[intel] [tgl-h][iotg] [hwe-tpm] Fail to install Ubuntu Core on TGL-H when BIOS supports SM3 256

@Doung Jacobs

Could you share with me the link for focal-iotg-core-20210722.img? And we can have a try to reproduce this issue.

And could you guide me about how to replace kernel in Ubuntu core?

The core image I used is located at: https://private-fileshare.canonical.com/~brian/iotg-focal-core-20210722.img

(There is no central repository yet for this project.)

Instructions for installation: I use 2 USB drives.

Make 1 USB bootable using the Startup Disk Creator (or RUFUS if you're using Windows.) Ubuntu Desktop 20.04 is fine. This is your boot drive.

Copy the .img file to the 2nd drive. This is your data drive.

Boot the TGL-H system from your boot drive. Don't install.
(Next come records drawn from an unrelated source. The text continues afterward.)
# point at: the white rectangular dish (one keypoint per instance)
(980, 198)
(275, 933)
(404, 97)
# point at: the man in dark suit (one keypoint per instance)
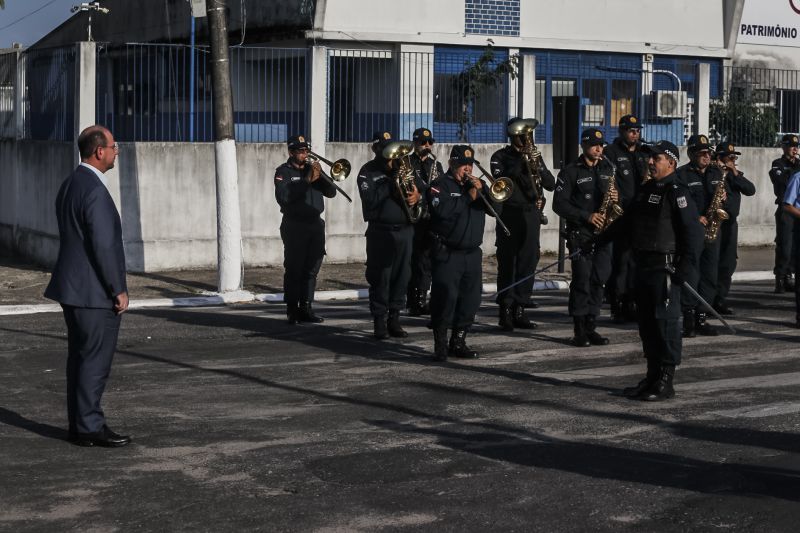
(89, 283)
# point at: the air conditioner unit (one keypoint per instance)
(670, 104)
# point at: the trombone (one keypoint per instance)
(340, 169)
(500, 191)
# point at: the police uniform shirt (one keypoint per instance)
(665, 222)
(379, 195)
(424, 168)
(297, 197)
(792, 194)
(631, 168)
(699, 184)
(782, 170)
(455, 218)
(508, 162)
(579, 192)
(735, 187)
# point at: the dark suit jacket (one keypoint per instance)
(90, 269)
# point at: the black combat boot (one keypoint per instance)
(306, 314)
(380, 327)
(520, 320)
(440, 344)
(688, 324)
(506, 322)
(594, 337)
(580, 339)
(661, 389)
(458, 345)
(702, 327)
(292, 314)
(780, 284)
(633, 393)
(393, 325)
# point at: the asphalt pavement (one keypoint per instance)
(243, 423)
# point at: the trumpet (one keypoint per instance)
(503, 187)
(340, 169)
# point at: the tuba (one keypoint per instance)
(610, 209)
(715, 215)
(524, 128)
(403, 177)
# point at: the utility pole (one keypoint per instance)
(229, 224)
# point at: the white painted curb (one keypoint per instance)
(211, 299)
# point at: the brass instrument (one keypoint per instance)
(486, 202)
(340, 169)
(715, 215)
(610, 209)
(500, 189)
(524, 128)
(404, 177)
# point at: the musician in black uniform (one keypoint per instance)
(736, 185)
(457, 224)
(518, 253)
(667, 237)
(701, 177)
(782, 169)
(427, 169)
(299, 190)
(630, 161)
(580, 190)
(390, 235)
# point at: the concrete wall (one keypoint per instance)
(166, 196)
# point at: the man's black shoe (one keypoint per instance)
(105, 438)
(520, 320)
(393, 325)
(306, 314)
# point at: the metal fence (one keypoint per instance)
(757, 106)
(164, 92)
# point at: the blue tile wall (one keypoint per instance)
(492, 17)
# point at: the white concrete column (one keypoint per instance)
(527, 87)
(702, 98)
(19, 97)
(515, 87)
(317, 121)
(416, 89)
(85, 86)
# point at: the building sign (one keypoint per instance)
(772, 22)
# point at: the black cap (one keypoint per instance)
(592, 136)
(462, 154)
(663, 147)
(422, 134)
(297, 142)
(724, 149)
(381, 137)
(628, 122)
(698, 143)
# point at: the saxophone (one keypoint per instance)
(403, 177)
(715, 215)
(609, 208)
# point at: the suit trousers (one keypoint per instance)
(659, 312)
(784, 229)
(388, 267)
(590, 271)
(456, 288)
(517, 254)
(303, 251)
(92, 340)
(728, 238)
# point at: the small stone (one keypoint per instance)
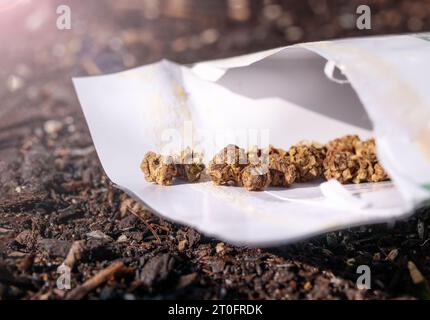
(97, 234)
(122, 238)
(52, 127)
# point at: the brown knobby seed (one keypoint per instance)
(308, 157)
(340, 165)
(282, 172)
(345, 143)
(227, 165)
(255, 177)
(158, 169)
(189, 165)
(351, 160)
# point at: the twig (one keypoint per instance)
(75, 254)
(92, 283)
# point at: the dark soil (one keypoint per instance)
(53, 191)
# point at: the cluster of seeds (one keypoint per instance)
(349, 159)
(159, 169)
(346, 159)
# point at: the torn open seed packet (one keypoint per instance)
(375, 87)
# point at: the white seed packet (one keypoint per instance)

Just select "Try Ubuntu."
Use the Disks utility to delete all partitions from the internal storage of the TGL-H.

Insert the data drive and use dd to write the image to the internal storage (/dev/nvme01 I think?)
$ sudo dd if=/path/to/img of=/dev/nvme01 bs=1M status=progress

Once this completes, you can reboot the system and remove the USB drives.
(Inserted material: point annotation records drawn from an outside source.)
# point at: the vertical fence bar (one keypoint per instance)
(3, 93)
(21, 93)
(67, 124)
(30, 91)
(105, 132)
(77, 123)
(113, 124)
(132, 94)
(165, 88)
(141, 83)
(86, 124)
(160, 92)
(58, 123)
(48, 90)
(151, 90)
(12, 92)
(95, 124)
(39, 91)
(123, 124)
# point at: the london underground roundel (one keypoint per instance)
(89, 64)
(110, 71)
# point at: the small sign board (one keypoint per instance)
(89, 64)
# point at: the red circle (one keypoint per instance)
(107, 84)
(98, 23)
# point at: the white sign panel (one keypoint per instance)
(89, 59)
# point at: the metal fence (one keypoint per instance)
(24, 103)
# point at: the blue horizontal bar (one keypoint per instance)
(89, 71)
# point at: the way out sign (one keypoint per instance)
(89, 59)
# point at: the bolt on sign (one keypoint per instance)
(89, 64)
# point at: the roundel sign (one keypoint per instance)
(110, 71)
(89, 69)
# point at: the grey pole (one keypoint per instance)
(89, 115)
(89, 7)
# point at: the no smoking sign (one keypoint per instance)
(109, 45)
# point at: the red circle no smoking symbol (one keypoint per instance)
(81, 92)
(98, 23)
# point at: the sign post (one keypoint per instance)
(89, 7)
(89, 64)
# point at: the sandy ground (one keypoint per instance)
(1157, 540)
During bootup, you will see the errors from TPM, and eventually the boot process just stops.

It seems I have no permission to access the image link. Could you please grant me access?

Hi @djacobs98:

Response from Intel BIOS Engineer:

From the error screen, it looks some tools-services are failed to load because of unknown TPM hash Algo, SM3_256.
Some security modules/tools in OS are not signed with correct hash algo or not using SM3_256 algo during signing process.

Please give a try using below BIOS settings:

Go to Advanced menu> TPM configuration > TCG2 Configuration > enable PCR Bank  PCR Bank: SM3_256 [x ]

Or can try with different combinations. ( disable SHA256 and check what is the error while booting )

I tried enabling SM3_256 with SHA256, just enabling SM3_256, and disabling all 4.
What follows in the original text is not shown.